The research was conducted by a team led by neuroimmunologists Avindra Nath and Tory Johnson of the National Institutes of Health in Bethesda, Maryland.

Linking parasitic infection to autoimmune epilepsy
Nodding syndrome is a unique seizure disorder affecting children in parts of East Africa. The cause of nodding syndrome has been an enigma, although an epidemiological association with the parasite Onchocerca volvulus has been established. Johnson et al. demonstrate that patients with nodding syndrome have autoantibodies to leiomodin-1 that are neurotoxic in vitro and that leiomodin-1 is expressed in regions of the brain affected during disease.
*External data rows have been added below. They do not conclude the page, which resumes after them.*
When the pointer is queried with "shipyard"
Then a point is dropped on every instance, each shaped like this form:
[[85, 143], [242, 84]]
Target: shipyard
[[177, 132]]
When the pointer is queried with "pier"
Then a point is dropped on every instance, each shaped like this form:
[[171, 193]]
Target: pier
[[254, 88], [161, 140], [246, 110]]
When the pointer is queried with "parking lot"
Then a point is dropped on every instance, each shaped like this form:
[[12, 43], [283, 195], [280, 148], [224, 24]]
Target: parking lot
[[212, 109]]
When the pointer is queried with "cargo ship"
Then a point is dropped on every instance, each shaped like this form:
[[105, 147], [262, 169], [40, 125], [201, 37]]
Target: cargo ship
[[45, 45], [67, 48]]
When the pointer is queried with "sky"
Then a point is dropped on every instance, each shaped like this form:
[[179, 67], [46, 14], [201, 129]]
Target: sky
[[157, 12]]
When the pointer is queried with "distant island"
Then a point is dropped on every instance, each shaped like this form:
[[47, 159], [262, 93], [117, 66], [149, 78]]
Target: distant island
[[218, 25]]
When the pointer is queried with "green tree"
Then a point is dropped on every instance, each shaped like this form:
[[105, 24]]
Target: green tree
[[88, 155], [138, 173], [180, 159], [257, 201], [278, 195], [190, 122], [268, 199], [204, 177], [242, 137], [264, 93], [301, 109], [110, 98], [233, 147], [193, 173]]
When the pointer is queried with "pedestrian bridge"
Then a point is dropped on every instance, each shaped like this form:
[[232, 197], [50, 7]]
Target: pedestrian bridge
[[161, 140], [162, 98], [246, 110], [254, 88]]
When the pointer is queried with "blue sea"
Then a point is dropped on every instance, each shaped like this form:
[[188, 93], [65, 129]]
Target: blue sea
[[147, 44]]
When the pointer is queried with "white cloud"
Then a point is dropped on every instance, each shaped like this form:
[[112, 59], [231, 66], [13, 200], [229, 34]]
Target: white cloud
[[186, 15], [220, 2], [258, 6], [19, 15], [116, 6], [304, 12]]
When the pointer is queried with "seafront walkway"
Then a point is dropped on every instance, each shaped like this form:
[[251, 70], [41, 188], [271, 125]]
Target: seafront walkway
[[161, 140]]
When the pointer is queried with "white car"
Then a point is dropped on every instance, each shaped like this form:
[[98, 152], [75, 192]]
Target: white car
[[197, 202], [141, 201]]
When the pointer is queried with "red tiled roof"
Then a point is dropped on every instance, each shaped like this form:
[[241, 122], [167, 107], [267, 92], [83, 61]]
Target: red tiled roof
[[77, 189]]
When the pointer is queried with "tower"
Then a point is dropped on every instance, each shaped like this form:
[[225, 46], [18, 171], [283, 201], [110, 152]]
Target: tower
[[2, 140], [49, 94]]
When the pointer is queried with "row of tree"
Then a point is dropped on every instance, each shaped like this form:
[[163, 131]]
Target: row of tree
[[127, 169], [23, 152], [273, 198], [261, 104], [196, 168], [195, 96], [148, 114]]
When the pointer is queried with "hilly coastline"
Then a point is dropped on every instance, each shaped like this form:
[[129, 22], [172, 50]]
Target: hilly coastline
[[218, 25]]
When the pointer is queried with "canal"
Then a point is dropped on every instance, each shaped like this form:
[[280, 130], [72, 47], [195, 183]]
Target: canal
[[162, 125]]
Leiomodin-1 antibodies cross-react with O. volvulus proteins, linking the parasite to the autoantibody. Thus, nodding syndrome may be an autoimmune epilepsy initiated by a parasitic infection and may be preventable by treatment with antiparasitic strategies such as the drug ivermectin.

Nodding syndrome is an epileptic disorder of unknown etiology that occurs in children in East Africa. There is an epidemiological association with Onchocerca volvulus, the parasitic worm that causes onchocerciasis (river blindness), but there is limited evidence that the parasite itself is neuroinvasive. We hypothesized that nodding syndrome may be an autoimmune-mediated disease. Using protein chip methodology, we detected autoantibodies to leiomodin-1 more abundantly in patients with nodding syndrome compared to unaffected controls from the same village. Leiomodin-1 autoantibodies were found in both the sera and cerebrospinal fluid of patients with nodding syndrome. Leiomodin-1 was found to be expressed in mature and developing human neurons in vitro and was localized in mouse brain to the CA3 region of the hippocampus, Purkinje cells in the cerebellum, and cortical neurons, structures that also appear to be affected in patients with nodding syndrome. Antibodies targeting leiomodin-1 were neurotoxic in vitro, and leiomodin-1 antibodies purified from patients with nodding syndrome were cross-reactive with O. volvulus antigens. This study provides initial evidence supporting the hypothesis that nodding syndrome is an autoimmune epileptic disorder caused by molecular mimicry with O. volvulus antigens and suggests that patients may benefit from immunomodulatory therapies.

But this still doesn't tell the whole story because, although the correlation between the syndrome and infection with O. volvulus looks very strong, it doesn't explain why the nodding syndrome never appeared earlier when river blindness was common. It seems very likely then that the autoimmune response has a complex cause involving other factors in addition to infection by O. volvulus; a virus, malnutrition, etc.

However, since Intelligent (sic) Design proponents attribute everything to their assumed designers intelligent intent, any explanation they come up with must also take account of these other factors. Clearly, any real intelligent designer would be capable of designing a syndrome with multiple causes. So, given that they believe their hypothesis of an intelligent designer designing everything, gives a much better explanation of biology than evolution, perhaps a creationist would like to offer one here.

What was the presumed Intelligent (sic) Designer's purpose in designing the parasitic worm O. volvulus? Why did it then design an immune system to help the worm's victim combat infection? And why did it design an antibody which attacks children's nervous system causing them to become sick, disabled and eventually dead, probably with the assistance of other environmental factors yet to be identified?

The evolutionary explanation is simple; there is no plan. How about an Intelligent (sic) Design explanation? And no religion remember, because that gives the game away.